Eyes Wide Open: Late Thoughts, Another Jungian Romance.
Description
Contains Bibliography, Index
$25.00
ISBN 978-1-894574-18-1
DDC 158.1
Author
Publisher
Year
Contributor
Matt Hartman is a freelance editor and cataloguer, running Hartman Cataloguing, Editing and Indexing Services.
Review
This is the last piece of the SleepNot Trilogy. Earlier volumes are Not the Big Sleep (2005), followed by On Staying Awake (2006). Daryl Sharp is a practising Jungian analyst based in Toronto.
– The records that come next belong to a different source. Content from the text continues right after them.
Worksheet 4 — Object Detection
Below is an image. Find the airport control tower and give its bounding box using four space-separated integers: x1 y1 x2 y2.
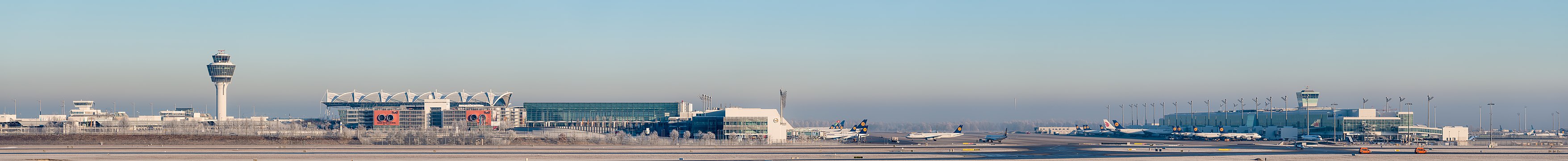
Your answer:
207 50 234 120
1295 88 1317 108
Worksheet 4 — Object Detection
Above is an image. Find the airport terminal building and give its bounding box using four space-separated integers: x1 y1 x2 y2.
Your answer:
1159 89 1469 141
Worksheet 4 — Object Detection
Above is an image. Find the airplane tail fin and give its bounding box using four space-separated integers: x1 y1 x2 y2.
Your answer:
854 119 870 133
1099 120 1116 130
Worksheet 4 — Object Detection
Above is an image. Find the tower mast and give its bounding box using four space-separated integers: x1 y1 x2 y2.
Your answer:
207 50 234 120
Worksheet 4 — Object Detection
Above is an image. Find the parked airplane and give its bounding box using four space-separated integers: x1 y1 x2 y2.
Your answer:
1101 120 1175 136
819 119 870 139
980 128 1008 142
1300 135 1334 141
903 125 964 141
806 120 844 130
1291 142 1313 150
822 128 870 139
At the basis of Jungian psychoanalysis is the concept of individuation, which Sharp defines in his 1991 Jung Lexicon as “a process informed by the archetypal ideal of wholeness, which in turn depends on a vital relationship between ego and unconscious.” This process further conceptualizes the relationship between the conscious and unconscious, Jung (and Sharp) say. Since the unconscious is at the basis of our condition and since, at some perceived level, it is threatening, “the reason why consciousness exists, and why there is an urge to widen and deepen it, is very simple: without consciousness things go less well.”
Despite efforts to minimize and, if you will, humanize the jargon, it is there aplenty. Much of the Jungian theoretical constructs are presented in the form of dialogues between the author and his friend and older colleague, Professor Adam Brillig, himself an analyst. Brillig serves as both sounding board and “sometime mentor.” “When I am in a quandary,” Sharp says, “I read Jung and, if it persists, I call on Adam.”
This final book in the trilogy, says its author, is simply “another romance (or conceit) on the theme of trying to stay conscious … It is a bald-faced vehicle for explaining and promoting Jung’s ideas about the psyche, interspersed with my own brand of mischief and comic relief, illustrated for the most part by my personal experience.”
Sharp does a good job here at familiarizing his readers with what is at the basis of Jung’s archetypal constructs. Those with an interest in these ideas will enjoy the book.